40 司令官たる者6
一騒動あったけど、常識人だと思っていた陣野さんの意外な一面を知ることができた。いや、知らない方が良かったのかもしれない。できれば彼には、ほわっとした癒やしの存在であって欲しかった。やはりSCARのメンバーは一筋縄ではいかないようだ。
私はお店の前で陣野さんにお礼を言って帰路についた。
現在は、駅から銭湯までの夜道を歩いている。
もうすぐ午後十一になるけど、週末とあって、この時間でも駅前の人通りはそこそこあった。それでも駅から離れるにつれて徐々に人影はまばらりなって減っていく。
まだ慣れない道を夜ひとりで歩くのは、やはり不安だ。
銭湯まで残り百メートルを切ったときだった。見られているような、ねっとりした視線を背中に感じて立ち止まる。
後ろを振り返って確認してみたけど誰もいない。人影のない夜道を電灯が照らしている。
私は再び歩き出した。いくらも経たずに後ろから見られる気配を感じ出す。耳に意識を集中すると、足音と一緒に息遣いが聞こえてきたのだ。
はぁ、はぁ、はぁ――。
何かがいる。誰かが後を付いてくる。
怖くなった私は走り出した。すると足音が大きくなって聞こえてきた。どんどん距離を詰めて来る。

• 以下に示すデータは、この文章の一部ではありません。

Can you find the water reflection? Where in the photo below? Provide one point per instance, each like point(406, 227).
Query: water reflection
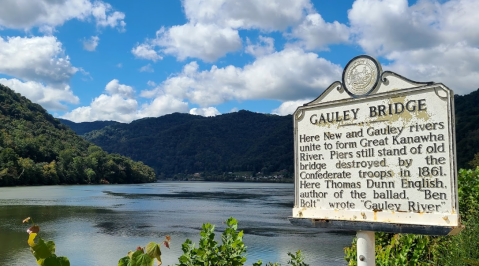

泣きそうになりながら後ろを振り返ろうとした私は何かにぶつかった。
「あうっ!?」
弾かれてバランスを崩した私の肩を誰かがぐっと掴んで支えた。
「いたた……」と私はぶつけた鼻を抑える。
「お前……、こんな時間までなにやってたんだ?」
目の前にいたのは善吉だった。
彼の顔を見た途端、安堵した私の目から涙が込め上がってきた。
「なっ!? どうした! なにかあったのか!?」
「わからない……」
「はあ??」
「誰かに追いかけらていた気がして……」
「追いかけられた? 誰もいないぞ??」
私は善吉の手を握ったまま、恐る恐る後ろを振り返った。
――誰もいない……。
ほっと息をついた私の肩から善吉は手を離して頭を搔く。
「変なヤツがいないか見回りに行ってきてやる。お前は風呂に入ってこい」
彼のその一言で私はすごく安心することができた。
「うん……ありがと」
私は彼に背中を押される形で銭湯の暖簾をくぐったのだった。